St James’s Park originated in 1531 when Henry VIII acquired the site of the former hospital of St James and enclosed the surrounding land as a royal hunting park associated with St James’s Palace. In the seventeenth century, the park was significantly redesigned under Charles II, introducing a formal layout influenced by French garden design centred on the long ornamental canal and structured avenues. The Registered landscape has since evolved through successive phases of landscaping, planting and architectural additions, resulting in the layered historic landscape seen today. It remains one of London’s most significant historic parks, valued for its royal origins, designed vistas and continuing role as a major public open space.

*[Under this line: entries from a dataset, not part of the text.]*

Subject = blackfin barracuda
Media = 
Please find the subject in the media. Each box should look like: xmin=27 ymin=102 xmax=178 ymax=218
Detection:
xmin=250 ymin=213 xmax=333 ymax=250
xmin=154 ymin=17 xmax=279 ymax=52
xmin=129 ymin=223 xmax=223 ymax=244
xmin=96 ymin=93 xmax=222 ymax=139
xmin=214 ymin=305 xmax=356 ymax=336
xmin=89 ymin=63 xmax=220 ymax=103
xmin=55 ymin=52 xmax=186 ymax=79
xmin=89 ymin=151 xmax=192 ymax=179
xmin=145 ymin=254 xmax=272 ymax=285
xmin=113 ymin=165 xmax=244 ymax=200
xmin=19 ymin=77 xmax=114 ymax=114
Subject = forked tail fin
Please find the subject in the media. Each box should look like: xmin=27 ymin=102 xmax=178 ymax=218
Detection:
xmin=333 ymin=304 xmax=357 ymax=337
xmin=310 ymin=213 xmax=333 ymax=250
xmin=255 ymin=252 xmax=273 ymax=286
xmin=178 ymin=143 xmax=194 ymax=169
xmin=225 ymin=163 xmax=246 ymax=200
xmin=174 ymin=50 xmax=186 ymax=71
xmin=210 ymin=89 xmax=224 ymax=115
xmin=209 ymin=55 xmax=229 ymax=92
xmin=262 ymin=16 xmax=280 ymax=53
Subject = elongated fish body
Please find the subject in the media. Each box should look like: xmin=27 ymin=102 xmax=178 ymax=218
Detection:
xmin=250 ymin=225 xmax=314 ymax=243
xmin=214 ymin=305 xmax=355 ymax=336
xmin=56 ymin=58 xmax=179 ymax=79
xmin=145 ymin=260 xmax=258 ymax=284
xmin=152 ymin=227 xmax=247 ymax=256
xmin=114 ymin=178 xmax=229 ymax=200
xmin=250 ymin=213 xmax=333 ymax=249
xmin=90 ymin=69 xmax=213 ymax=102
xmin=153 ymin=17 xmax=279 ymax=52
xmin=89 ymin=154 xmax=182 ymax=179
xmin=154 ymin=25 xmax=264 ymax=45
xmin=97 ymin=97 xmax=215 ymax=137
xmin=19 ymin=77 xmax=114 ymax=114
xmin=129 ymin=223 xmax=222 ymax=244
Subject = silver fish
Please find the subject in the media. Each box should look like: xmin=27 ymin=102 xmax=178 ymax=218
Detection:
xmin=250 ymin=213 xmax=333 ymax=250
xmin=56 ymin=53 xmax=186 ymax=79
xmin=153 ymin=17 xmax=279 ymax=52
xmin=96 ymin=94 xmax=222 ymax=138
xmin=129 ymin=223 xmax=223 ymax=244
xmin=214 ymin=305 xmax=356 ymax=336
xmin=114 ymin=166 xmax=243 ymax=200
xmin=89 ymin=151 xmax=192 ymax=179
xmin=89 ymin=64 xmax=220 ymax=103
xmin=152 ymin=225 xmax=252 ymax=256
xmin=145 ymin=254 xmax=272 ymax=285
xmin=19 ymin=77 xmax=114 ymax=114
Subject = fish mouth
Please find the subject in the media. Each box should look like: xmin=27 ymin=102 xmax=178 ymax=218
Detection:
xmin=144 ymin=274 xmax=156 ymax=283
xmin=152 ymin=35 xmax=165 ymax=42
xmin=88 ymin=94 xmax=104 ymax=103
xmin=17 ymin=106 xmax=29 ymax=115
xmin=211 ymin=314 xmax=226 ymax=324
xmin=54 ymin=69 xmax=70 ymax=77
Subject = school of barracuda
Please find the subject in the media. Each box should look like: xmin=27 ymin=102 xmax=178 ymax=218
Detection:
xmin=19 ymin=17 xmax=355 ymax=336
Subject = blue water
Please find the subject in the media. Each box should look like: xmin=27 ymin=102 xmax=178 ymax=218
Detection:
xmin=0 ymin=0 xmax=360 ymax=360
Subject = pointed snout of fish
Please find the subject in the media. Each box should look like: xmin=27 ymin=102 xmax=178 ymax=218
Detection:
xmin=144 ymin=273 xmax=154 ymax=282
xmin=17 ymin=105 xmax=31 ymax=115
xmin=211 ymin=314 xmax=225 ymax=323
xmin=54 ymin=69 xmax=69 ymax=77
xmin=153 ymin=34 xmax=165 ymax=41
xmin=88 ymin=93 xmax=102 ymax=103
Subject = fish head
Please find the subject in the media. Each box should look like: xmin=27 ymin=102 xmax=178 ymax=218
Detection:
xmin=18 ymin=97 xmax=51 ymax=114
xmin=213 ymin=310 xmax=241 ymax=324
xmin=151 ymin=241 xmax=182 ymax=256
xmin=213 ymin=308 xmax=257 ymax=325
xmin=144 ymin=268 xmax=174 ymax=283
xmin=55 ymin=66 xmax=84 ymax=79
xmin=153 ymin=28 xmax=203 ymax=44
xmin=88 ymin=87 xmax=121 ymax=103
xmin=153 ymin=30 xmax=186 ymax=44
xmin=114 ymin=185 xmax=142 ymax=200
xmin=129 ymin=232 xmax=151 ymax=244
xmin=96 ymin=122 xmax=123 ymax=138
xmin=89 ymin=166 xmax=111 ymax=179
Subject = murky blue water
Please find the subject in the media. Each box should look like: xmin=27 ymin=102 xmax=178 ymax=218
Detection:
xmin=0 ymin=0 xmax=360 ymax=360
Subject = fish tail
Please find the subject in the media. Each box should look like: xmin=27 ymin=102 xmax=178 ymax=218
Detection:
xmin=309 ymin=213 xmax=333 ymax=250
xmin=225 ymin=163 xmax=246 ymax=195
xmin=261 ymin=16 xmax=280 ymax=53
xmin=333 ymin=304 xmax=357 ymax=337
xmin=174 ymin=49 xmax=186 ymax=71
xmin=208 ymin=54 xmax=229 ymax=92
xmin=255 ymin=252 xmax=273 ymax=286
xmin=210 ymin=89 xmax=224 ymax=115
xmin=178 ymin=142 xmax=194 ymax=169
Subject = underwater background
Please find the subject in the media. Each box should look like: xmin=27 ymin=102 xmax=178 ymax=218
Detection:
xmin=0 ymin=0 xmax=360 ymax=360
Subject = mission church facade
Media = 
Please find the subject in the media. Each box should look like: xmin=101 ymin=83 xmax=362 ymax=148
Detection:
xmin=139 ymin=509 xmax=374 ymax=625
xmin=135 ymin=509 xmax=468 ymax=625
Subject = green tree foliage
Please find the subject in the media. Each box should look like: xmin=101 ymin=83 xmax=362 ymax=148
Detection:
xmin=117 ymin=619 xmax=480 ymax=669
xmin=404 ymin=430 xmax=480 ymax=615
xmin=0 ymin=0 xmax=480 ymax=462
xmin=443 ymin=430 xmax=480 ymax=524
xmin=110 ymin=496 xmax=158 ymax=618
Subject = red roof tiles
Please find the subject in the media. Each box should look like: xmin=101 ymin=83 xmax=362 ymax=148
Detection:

The Gardens Trust team considered the comprehensive application, including the policy documentation, the design proposals outlined in the Design and Access Statement, and the assessment of impacts on the historic landscape and townscape contained within the Heritage and Townscape Visual Impact Assessment (HTVIA). The Gardens Trust broadly supports the proposed memorial, agreeing it could enhance the historic landscape if carefully designed to respect its significance. We also made recommendations regarding visitor capacity, ensuring provision of quiet spaces, and the planned meadow-style planting, recommending further refinement to better preserve the park’s character and usability. We welcome the proposed location and support the underlying principles of the masterplan, including the intention to create a sequence of meaningful experiences reflecting the core values associated with Queen Elizabeth II. We also support the intention that the masterplan and its primary features should respect the scale and spirit of John Nash’s Picturesque landscape vision for St James’s Park, respond to the monumental formality of The Mall, and integrate sensitively within the existing character of the park.
The Gardens Trust is also supportive in principle of the proposed path layouts, the reconfiguration of entrance gathering areas, and the proposed sculpture settings at Marlborough Gate and Birdcage Walk. However, our planning application response did also highlight concerns that the capacity of these routes and associated hard landscape spaces may not adequately accommodate the increased visitor numbers likely to arise from the creation of a national memorial of this significance. In particular, the limited number and relatively small scale of the proposed seating areas intended for quiet contemplation may prove insufficient to provide genuinely tranquil spaces. We suggested that although the proposals are tightly defined by the red line boundary, a broader appraisal of visitor movement across the wider park landscape may identify opportunities for additional contemplation spaces located slightly beyond the main memorial corridor but linked to it physically and through interpretation.